Daily ETF Roundup: XLU Gains On Uncertainty, VXX Plummets On ECB Loan

by on December 21, 2011 | ETFs Mentioned:

Equity markets drifted sideways on Wednesday as investors digested good news from overseas along with worrisome corporate results at home. The Nasdaq led the way lower, sinking 0.99% on the day, after tech juggernaut Oracle posted disappointing earnings. The S&P 500 Index managed to gain 0.20% ahead of tomorrow’s U.S. GDP report, while the Dow Jones Industrial Average was fairly flat, clinching a minor 0.03% gain on the day. Gold futures drifted around the $1,615 an ounce level while crude oil staged an impressive rally, gaining 1.8% for the day and settling just above $99 a barrel.

Disappointing earnings results from Oracle tipped the markets south in early trading as investors jumped ship from the U.S. tech sector. Selling pressures spread across the market as investors demonstrated their anxiety ahead of tomorrows U.S. GDP report, which is largely expected to be a pivotal event before the holiday weekend [see Low Volatility ETFdb Portfolio]. Overseas, the European Central Bank made a big effort to restore confidence by offering to loan $641 billion to 523 European banks over the next three years.

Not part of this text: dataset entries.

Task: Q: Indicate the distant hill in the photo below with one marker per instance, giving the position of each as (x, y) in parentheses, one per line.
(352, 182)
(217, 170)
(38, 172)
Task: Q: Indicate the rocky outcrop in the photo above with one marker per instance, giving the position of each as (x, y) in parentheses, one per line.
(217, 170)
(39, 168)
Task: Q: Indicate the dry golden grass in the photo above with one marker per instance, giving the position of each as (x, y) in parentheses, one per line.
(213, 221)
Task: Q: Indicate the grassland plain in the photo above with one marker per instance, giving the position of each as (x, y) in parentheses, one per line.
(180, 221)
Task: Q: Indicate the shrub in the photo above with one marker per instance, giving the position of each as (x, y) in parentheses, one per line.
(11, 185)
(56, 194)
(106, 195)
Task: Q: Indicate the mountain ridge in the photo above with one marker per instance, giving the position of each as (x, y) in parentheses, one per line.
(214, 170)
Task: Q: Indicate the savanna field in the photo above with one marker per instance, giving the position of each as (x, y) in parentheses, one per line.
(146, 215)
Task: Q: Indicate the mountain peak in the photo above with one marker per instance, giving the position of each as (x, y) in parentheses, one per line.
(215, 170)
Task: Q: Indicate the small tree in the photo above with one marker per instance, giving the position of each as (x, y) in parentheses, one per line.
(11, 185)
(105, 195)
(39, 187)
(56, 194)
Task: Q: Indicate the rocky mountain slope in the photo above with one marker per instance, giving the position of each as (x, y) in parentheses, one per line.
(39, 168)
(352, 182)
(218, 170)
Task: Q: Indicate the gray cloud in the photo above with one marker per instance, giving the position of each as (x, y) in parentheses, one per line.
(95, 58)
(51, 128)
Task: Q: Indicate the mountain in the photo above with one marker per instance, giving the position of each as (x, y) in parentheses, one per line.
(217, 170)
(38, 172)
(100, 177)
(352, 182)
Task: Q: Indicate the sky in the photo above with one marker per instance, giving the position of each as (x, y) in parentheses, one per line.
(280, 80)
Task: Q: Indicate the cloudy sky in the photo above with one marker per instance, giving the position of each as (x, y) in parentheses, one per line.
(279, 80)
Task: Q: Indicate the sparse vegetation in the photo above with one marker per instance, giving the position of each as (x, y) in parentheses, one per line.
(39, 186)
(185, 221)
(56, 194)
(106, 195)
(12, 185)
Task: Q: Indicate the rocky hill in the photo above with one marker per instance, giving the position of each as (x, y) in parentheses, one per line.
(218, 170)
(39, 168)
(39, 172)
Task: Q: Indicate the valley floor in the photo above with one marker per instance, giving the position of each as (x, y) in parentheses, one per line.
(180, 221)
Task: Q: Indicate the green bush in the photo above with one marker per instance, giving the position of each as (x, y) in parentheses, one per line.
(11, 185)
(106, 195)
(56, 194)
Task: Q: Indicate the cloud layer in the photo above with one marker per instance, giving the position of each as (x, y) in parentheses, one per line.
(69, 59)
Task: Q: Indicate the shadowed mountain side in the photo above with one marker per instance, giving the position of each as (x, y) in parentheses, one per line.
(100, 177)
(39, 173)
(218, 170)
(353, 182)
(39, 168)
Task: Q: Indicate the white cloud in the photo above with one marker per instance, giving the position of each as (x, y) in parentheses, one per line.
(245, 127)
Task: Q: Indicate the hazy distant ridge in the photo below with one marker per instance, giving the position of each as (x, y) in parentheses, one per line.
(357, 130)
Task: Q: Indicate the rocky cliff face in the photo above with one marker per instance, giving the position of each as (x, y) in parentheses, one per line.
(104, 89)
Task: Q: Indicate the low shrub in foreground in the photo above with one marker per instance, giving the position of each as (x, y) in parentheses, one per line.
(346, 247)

One of the best performers was the Utilities Select Sector SPDR (XLU), which gained a modest 1.49% on the day. This ETF climbed higher right from the opening bell as investors flocked to defensive, dividend-paying utilities amidst the uncertainty stemming from the tech sector. XLU was bolstered by safe haven demand and relatively high trading volumes as investors were prompted to reallocate capital to safer, current income-generating securities in lieu of seeking out riskier, more lucrative capital gains opportunities.

The S&P 500 VIX Short-Term Futures ETN (VXX) was one of the worst performers on the day, shedding 6.79%, as the ECB made a huge stride forward in assuring liquidity for banks in the debt burdened currency bloc. Barry Knap, head of U.S. equity strategy at Barclays PLC, commented, “What the ECB is doing is just trying to prevent a disorderly deleveraging of European bank assets”. Fear evaporated from the markets as investors digested the $641 billion loan program, although buying euphoria was laregly absent on both sides of the Atlantic [see Low Volatility ETFs Attracting Big Inflows].

Disclosure: No position at time of writing.